# Final Random Forest Model for Flask Application

This notebook contains the finalized code to build the Random Forest model for the breast cancer prediction web app. It uses the 13 features identified during the feature selection process in `Set3Model.ipynb`.

**Purpose:** To train the model on the *entire* dataset and then serialize (save) the trained model object and the data scaler to disk using `joblib`.

These saved files (`breast_cancer_model.joblib` and `scaler.joblib`) are what the Flask application will load at startup to make predictions on new user input. This separates the model training process (which is done once, here) from the prediction process (which is done by the live app).

In [3]:
import numpy as np
import joblib
import os
from sklearn.datasets import load_breast_cancer
from sklearn.preprocessing import StandardScaler
from sklearn.ensemble import RandomForestClassifier

print("--- Starting Final Model and Scaler Creation ---")

# --- 1. Load Data ---
breast_cancer = load_breast_cancer()
print("Breast cancer dataset loaded.")

# --- 2. Feature Selection ---
# These are the 13 features selected from the analysis in Set3Model.ipynb
# 'worst perimeter', 'worst radius', 'worst concave points', 'worst area', 'mean concave points', 
# 'mean concavity', 'mean area', 'area error', 'mean perimeter', 'mean radius', 
# 'worst concavity', 'worst texture', 'mean texture'
selected_features_indices = [22, 20, 27, 23, 7, 6, 3, 13, 2, 0, 26, 21, 1]

# Get the corresponding names for printing
feature_names = breast_cancer.feature_names[selected_features_indices]
print(f"\nUsing the following 13 features for the model: {list(feature_names)}")

# Select the feature data (X) and target (y)
X = breast_cancer.data[:, selected_features_indices]
y = breast_cancer.target

# --- 3. Data Scaling ---
# A scaler is trained on the entire dataset. This SAME scaler must be used
# to transform the input data for prediction in the Flask app.
print("\nFitting the StandardScaler on the entire dataset...")
scaler = StandardScaler()
X_scaled = scaler.fit_transform(X)
print("Data scaling complete.")

# --- 4. Model Training ---
# The Random Forest model is configured with the best parameters found during
# experimentation in Set3Model.ipynb.

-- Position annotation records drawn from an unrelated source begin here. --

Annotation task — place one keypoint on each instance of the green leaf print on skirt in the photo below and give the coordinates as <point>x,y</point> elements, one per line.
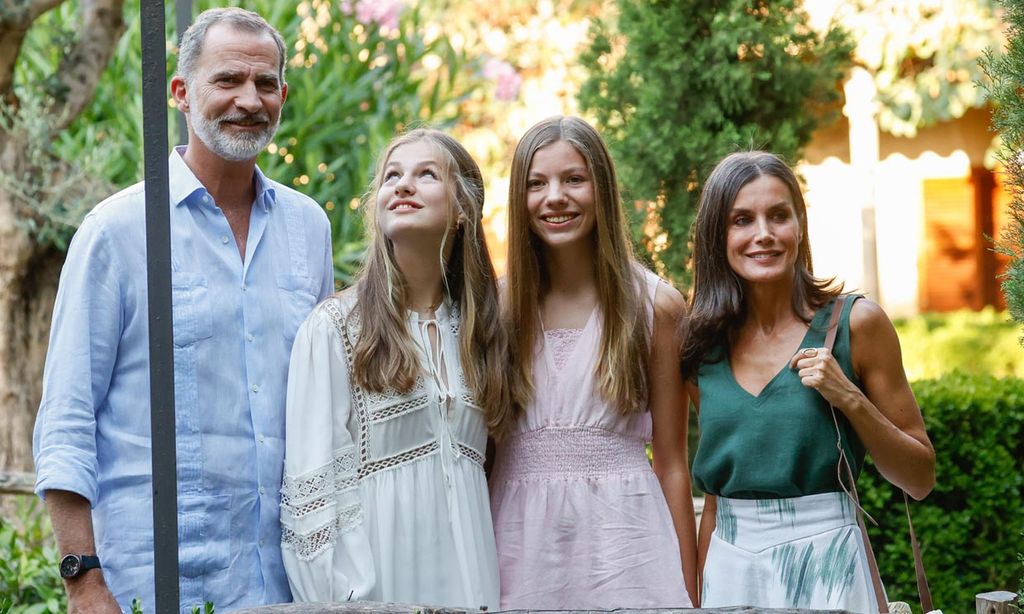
<point>802,570</point>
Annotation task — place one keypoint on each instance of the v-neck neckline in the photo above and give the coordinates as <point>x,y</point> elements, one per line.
<point>760,396</point>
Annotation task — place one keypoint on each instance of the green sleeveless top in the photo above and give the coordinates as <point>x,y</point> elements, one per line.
<point>780,443</point>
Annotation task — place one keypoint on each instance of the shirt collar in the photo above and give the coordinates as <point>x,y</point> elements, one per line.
<point>184,185</point>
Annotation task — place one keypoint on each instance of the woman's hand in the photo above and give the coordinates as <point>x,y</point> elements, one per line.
<point>819,369</point>
<point>885,415</point>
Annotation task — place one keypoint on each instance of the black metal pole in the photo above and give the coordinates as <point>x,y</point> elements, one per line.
<point>182,19</point>
<point>158,245</point>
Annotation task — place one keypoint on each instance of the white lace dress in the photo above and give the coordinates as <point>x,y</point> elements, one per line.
<point>384,495</point>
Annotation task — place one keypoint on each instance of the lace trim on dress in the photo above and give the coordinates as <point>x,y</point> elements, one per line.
<point>313,490</point>
<point>373,407</point>
<point>408,406</point>
<point>310,545</point>
<point>562,342</point>
<point>318,489</point>
<point>396,459</point>
<point>471,453</point>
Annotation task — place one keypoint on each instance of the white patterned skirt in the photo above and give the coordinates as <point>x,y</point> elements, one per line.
<point>804,552</point>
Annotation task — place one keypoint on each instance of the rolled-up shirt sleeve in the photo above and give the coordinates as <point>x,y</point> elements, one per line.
<point>84,337</point>
<point>325,545</point>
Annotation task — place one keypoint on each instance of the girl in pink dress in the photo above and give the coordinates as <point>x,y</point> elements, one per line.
<point>582,520</point>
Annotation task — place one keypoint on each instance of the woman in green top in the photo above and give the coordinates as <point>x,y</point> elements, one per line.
<point>777,529</point>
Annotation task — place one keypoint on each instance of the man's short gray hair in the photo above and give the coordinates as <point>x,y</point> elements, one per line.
<point>192,41</point>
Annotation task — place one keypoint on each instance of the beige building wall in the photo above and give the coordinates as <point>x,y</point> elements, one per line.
<point>837,194</point>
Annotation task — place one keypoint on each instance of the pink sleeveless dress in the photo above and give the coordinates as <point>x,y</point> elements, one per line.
<point>580,518</point>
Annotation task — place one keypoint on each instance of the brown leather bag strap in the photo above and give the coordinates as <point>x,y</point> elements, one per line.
<point>923,589</point>
<point>919,564</point>
<point>872,565</point>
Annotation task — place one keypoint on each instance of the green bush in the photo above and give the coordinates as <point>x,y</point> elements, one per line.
<point>29,579</point>
<point>970,526</point>
<point>974,342</point>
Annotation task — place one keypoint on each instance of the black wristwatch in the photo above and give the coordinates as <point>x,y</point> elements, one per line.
<point>75,565</point>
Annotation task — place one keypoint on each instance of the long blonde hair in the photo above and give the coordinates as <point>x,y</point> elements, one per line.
<point>625,346</point>
<point>385,354</point>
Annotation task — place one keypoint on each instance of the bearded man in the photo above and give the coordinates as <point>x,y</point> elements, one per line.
<point>250,258</point>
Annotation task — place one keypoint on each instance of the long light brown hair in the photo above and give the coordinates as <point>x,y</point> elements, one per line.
<point>719,304</point>
<point>385,354</point>
<point>625,346</point>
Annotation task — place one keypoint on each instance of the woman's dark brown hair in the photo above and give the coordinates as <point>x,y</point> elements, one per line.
<point>719,306</point>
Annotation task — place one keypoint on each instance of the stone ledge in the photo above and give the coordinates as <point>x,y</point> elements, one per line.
<point>388,608</point>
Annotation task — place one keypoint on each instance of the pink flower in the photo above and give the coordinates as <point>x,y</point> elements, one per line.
<point>506,79</point>
<point>382,12</point>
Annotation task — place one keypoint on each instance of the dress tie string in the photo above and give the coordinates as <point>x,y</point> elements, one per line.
<point>440,389</point>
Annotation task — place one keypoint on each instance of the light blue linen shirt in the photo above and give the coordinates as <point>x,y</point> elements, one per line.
<point>233,324</point>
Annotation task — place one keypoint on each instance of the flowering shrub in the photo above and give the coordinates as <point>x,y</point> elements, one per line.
<point>382,12</point>
<point>506,79</point>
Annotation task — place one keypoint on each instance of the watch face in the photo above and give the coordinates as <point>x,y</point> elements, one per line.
<point>70,566</point>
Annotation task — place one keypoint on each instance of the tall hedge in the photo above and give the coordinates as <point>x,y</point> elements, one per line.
<point>971,525</point>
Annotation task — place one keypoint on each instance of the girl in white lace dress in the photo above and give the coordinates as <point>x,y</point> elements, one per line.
<point>582,520</point>
<point>384,495</point>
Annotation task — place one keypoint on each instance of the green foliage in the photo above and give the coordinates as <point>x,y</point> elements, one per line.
<point>924,58</point>
<point>30,582</point>
<point>99,152</point>
<point>974,342</point>
<point>678,85</point>
<point>1006,74</point>
<point>970,526</point>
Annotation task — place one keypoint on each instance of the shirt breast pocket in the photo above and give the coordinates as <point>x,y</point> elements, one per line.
<point>297,300</point>
<point>193,315</point>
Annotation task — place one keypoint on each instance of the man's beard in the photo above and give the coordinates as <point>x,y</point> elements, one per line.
<point>236,147</point>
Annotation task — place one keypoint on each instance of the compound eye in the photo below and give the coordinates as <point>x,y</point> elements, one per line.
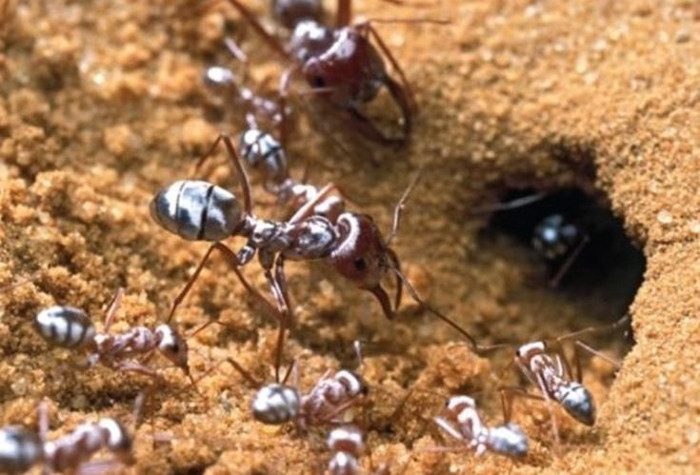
<point>318,82</point>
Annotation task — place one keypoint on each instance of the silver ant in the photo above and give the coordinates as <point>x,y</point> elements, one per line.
<point>351,244</point>
<point>339,63</point>
<point>463,422</point>
<point>71,327</point>
<point>346,443</point>
<point>21,449</point>
<point>279,402</point>
<point>548,369</point>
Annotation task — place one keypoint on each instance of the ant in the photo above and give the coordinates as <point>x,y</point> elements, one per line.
<point>70,327</point>
<point>463,422</point>
<point>351,244</point>
<point>21,449</point>
<point>562,225</point>
<point>339,62</point>
<point>547,367</point>
<point>278,403</point>
<point>347,444</point>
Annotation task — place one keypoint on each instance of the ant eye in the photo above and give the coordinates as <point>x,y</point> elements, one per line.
<point>318,81</point>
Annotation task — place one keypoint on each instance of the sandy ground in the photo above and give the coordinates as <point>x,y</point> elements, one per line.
<point>101,104</point>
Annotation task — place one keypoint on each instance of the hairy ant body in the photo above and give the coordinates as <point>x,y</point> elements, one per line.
<point>463,422</point>
<point>351,243</point>
<point>21,449</point>
<point>279,402</point>
<point>559,225</point>
<point>347,445</point>
<point>548,368</point>
<point>70,327</point>
<point>339,63</point>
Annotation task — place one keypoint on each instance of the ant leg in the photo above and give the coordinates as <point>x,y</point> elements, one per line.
<point>343,15</point>
<point>404,103</point>
<point>368,28</point>
<point>566,265</point>
<point>285,82</point>
<point>306,209</point>
<point>233,261</point>
<point>271,41</point>
<point>367,128</point>
<point>243,175</point>
<point>581,346</point>
<point>43,419</point>
<point>235,50</point>
<point>245,373</point>
<point>237,167</point>
<point>398,209</point>
<point>507,395</point>
<point>414,294</point>
<point>113,308</point>
<point>588,330</point>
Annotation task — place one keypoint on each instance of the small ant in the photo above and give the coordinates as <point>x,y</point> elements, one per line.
<point>339,63</point>
<point>347,446</point>
<point>556,237</point>
<point>71,327</point>
<point>278,403</point>
<point>463,422</point>
<point>547,367</point>
<point>351,244</point>
<point>21,449</point>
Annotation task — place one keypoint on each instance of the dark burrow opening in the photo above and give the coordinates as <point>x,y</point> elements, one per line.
<point>577,246</point>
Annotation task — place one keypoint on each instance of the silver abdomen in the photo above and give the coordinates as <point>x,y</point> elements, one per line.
<point>65,326</point>
<point>197,210</point>
<point>276,404</point>
<point>578,402</point>
<point>19,449</point>
<point>508,439</point>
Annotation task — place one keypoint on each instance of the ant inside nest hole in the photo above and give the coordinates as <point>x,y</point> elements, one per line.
<point>568,261</point>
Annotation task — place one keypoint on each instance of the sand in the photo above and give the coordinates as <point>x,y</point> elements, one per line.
<point>102,104</point>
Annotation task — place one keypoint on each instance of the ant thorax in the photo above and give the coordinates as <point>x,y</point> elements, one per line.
<point>309,39</point>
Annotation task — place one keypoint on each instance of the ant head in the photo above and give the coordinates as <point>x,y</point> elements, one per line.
<point>276,404</point>
<point>173,346</point>
<point>528,350</point>
<point>309,40</point>
<point>350,67</point>
<point>291,12</point>
<point>554,237</point>
<point>508,439</point>
<point>362,256</point>
<point>578,402</point>
<point>197,210</point>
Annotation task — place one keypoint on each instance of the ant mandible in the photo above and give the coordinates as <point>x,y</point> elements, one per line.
<point>339,63</point>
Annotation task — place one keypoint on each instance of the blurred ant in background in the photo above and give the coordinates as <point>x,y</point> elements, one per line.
<point>571,232</point>
<point>340,63</point>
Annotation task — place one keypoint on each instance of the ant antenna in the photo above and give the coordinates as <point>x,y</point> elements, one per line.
<point>513,204</point>
<point>398,209</point>
<point>434,311</point>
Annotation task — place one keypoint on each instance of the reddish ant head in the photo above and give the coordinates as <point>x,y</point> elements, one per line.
<point>362,256</point>
<point>291,12</point>
<point>173,346</point>
<point>351,68</point>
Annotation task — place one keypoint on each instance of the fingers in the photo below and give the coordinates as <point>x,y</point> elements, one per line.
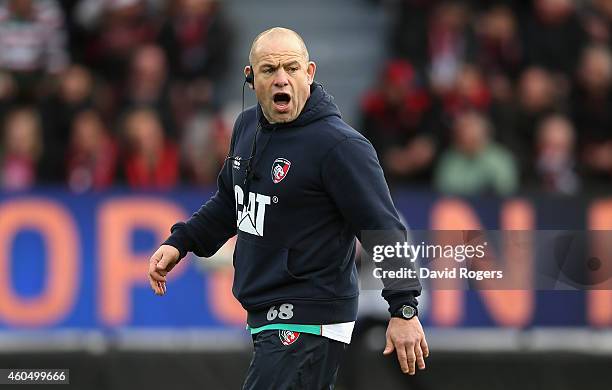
<point>157,275</point>
<point>410,354</point>
<point>411,359</point>
<point>403,359</point>
<point>389,347</point>
<point>424,347</point>
<point>418,352</point>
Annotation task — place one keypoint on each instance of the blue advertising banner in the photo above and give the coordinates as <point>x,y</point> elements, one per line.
<point>80,261</point>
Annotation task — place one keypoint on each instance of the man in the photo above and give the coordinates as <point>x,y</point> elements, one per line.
<point>298,187</point>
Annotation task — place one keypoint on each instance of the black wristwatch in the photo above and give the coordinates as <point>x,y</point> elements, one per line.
<point>406,312</point>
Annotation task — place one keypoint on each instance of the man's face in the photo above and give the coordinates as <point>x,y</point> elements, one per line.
<point>282,77</point>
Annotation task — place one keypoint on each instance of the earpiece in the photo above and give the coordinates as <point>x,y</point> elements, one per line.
<point>250,78</point>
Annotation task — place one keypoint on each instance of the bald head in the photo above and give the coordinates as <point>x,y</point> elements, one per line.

It is now trained on the ENTIRE scaled dataset
# to make it as robust as possible for the final application.
print("\nTraining the final Random Forest model on the entire dataset...")
model = RandomForestClassifier(
    max_features=6,
    n_estimators=200,
    max_depth=10,
    min_samples_split=2,
    min_samples_leaf=1,
    random_state=123
)
model.fit(X_scaled, y)
print("Model training complete.")

# --- 5. Save Model and Scaler ---
# The trained model and scaler are saved to files in the project's root directory.
# The Flask app is configured to load these specific files.
print("\nSaving model and scaler to disk using joblib...")
saved_models_dir = os.path.join(os.getcwd(), 'saved_models')
# job lib dump should be saved in the saved_models directory

joblib.dump(model, os.path.join(saved_models_dir, 'breast_cancer_model.joblib'))
joblib.dump(scaler, os.path.join(saved_models_dir, 'scaler.joblib'))


print("\n--- Model, Scaler, and Feature Names Saving Complete ---")
print(f"Files saved in current directory: {saved_models_dir}")
print("  - breast_cancer_model.joblib")
print("  - scaler.joblib")
print("\nThese files are now ready to be used by the Flask application.")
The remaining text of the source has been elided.